Die Vertiv Liebert EFC vereint die Vorteile der indirekten Luft-Luft-Wärmetauscher und der Verdunstungskühlung in einem einzigen Gerät. Der innovative, patentierte Polymer-Wärmetauscher und die neue Inverter-Kompressortechnologie mit niedrigem GWP verbessern die Jahreseffizienz deutlich – um bis zu 19 % im Vergleich zu Vorgängertechnologien – und erzielen einen PUE-Wert (partieller Energieverbrauch) von nur 1,05.

Einer der Hauptvorteile des Liebert® EFC ist seine extreme Flexibilität.

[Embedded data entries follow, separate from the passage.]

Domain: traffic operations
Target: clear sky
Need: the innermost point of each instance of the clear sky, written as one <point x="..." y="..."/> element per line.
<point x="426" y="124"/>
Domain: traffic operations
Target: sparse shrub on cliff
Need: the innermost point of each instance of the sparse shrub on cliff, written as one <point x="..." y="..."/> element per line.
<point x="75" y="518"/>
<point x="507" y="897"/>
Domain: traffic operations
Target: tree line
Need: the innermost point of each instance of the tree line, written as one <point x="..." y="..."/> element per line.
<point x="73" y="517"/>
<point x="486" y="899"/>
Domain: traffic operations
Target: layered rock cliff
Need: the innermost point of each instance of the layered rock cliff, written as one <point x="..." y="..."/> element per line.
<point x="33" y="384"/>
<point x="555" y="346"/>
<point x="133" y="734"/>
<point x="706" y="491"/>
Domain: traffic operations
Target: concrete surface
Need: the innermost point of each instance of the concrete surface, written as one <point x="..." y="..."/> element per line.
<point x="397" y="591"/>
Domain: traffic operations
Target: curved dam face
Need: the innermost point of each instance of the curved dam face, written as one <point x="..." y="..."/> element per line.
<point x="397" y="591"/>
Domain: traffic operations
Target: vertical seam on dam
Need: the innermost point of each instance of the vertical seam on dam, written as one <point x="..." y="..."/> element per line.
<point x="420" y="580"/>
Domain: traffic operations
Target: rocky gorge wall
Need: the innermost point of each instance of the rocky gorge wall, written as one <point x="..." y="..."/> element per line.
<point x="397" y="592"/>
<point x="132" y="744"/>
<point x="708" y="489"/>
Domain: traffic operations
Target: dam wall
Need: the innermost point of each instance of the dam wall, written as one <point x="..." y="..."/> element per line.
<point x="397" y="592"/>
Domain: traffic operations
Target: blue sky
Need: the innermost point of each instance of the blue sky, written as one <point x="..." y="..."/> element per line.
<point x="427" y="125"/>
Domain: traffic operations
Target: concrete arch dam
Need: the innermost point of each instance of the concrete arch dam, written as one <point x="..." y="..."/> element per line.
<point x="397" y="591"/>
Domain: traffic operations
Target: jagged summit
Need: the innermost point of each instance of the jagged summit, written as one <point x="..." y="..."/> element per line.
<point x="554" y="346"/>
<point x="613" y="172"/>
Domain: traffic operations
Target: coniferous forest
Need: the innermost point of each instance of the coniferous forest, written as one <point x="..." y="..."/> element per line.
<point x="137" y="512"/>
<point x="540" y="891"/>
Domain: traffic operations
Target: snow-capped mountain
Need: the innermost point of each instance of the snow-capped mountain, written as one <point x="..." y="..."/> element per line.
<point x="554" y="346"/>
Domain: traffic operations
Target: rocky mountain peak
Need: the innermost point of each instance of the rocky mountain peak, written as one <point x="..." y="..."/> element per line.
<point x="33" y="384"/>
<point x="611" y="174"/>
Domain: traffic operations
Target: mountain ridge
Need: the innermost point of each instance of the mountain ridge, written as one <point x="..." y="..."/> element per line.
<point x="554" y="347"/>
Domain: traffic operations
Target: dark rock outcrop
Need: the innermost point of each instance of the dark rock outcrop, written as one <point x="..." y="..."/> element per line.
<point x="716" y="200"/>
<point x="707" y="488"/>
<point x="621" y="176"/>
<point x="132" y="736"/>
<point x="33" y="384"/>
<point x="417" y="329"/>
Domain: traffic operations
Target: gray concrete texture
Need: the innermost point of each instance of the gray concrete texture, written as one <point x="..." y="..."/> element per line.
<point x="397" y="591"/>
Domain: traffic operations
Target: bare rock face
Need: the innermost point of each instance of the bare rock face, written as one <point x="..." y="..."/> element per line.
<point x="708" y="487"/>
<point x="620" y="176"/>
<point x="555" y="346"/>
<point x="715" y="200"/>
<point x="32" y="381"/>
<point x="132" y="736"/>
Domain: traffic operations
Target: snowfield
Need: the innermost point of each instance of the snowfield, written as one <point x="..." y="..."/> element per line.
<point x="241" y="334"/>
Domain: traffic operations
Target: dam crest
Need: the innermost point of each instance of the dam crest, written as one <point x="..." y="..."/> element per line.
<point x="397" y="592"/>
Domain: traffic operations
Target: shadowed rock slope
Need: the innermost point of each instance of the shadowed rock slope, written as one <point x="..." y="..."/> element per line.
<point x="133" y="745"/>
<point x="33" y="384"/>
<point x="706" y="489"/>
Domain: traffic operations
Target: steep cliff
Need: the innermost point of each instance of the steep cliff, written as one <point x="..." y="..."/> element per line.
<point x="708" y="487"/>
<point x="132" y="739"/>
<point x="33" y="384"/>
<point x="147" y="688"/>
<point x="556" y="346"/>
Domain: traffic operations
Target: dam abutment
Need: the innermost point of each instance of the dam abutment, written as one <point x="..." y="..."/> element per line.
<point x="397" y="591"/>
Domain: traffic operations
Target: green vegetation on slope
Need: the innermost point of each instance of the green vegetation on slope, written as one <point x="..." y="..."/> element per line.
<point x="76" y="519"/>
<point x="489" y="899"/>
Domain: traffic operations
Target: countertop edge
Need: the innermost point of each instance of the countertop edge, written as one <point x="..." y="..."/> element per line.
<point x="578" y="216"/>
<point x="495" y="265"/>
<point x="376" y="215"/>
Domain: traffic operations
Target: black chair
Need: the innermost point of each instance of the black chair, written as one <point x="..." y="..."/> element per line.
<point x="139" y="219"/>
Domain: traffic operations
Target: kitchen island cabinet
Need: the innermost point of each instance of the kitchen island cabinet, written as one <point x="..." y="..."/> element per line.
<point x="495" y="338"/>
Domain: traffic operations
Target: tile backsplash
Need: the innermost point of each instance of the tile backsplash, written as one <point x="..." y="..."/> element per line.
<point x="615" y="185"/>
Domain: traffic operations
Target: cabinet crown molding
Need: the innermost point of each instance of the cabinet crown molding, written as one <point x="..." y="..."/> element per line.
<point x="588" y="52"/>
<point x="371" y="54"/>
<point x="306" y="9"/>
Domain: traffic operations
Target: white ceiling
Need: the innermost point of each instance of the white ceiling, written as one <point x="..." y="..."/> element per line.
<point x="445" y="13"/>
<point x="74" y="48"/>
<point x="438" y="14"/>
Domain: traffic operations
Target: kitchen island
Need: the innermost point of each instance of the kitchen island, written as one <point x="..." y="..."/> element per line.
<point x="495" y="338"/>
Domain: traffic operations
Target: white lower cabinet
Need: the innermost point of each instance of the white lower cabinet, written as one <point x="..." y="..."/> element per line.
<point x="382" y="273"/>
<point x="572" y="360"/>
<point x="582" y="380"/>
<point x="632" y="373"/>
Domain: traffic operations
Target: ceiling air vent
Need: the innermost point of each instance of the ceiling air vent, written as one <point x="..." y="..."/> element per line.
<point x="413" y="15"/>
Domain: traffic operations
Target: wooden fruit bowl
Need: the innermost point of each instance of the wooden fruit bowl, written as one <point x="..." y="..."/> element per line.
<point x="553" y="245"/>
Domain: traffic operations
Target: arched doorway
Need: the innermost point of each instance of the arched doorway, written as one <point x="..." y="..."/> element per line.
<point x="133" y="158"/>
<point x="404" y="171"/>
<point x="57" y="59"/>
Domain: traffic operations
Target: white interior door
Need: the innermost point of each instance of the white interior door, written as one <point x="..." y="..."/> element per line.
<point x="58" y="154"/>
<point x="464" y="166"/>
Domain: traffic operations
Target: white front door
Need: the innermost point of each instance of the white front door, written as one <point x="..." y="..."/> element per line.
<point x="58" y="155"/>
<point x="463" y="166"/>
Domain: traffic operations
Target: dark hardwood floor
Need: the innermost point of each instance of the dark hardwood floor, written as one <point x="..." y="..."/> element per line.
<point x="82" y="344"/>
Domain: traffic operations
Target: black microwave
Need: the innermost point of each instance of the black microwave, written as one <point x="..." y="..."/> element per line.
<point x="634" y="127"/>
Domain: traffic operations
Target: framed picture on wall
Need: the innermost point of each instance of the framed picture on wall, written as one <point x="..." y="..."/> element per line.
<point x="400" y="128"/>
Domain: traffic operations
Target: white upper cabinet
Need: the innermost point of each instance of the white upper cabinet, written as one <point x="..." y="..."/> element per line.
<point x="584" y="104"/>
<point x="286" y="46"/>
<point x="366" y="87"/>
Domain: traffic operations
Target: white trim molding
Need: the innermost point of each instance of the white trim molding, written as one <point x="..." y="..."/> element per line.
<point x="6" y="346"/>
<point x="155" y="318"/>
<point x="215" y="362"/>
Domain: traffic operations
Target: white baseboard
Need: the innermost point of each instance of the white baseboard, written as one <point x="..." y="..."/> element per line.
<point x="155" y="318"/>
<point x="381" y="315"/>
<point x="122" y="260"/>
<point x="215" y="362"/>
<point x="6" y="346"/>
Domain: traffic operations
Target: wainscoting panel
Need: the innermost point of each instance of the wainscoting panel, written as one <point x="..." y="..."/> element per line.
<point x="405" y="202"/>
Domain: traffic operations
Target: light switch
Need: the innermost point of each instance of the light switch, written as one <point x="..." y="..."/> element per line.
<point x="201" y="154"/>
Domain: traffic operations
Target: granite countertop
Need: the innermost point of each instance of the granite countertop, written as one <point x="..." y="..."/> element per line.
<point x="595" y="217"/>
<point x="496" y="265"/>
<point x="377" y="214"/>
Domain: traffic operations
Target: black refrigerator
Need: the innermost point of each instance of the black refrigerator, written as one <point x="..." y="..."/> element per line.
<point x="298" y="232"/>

Je nach Standortbedingungen ermöglicht die Live-Control-Umschaltfunktion die stufenlose und sichere Reduzierung des Verbrauchs kritischer Ressourcen wie Strom oder Wasser per Softwaresteuerung, um den Freikühlmodus zu nutzen. Diese Flexibilität erlaubt es Rechenzentrumsbetreibern, ihre Umweltbelastung zu reduzieren und gleichzeitig eine kontinuierliche Kühlung unabhängig von den verfügbaren Ressourcen zu gewährleisten. Modelle mit Direktverdampfungs-Backup-Einheiten (DX) und einem externen Kondensator sind ebenfalls erhältlich. Sie bieten volle Kühlleistung ohne Wasserbedarf und gewährleisten so vollständige Unabhängigkeit von der Wasserversorgung ohne Einbußen bei der Zuverlässigkeit.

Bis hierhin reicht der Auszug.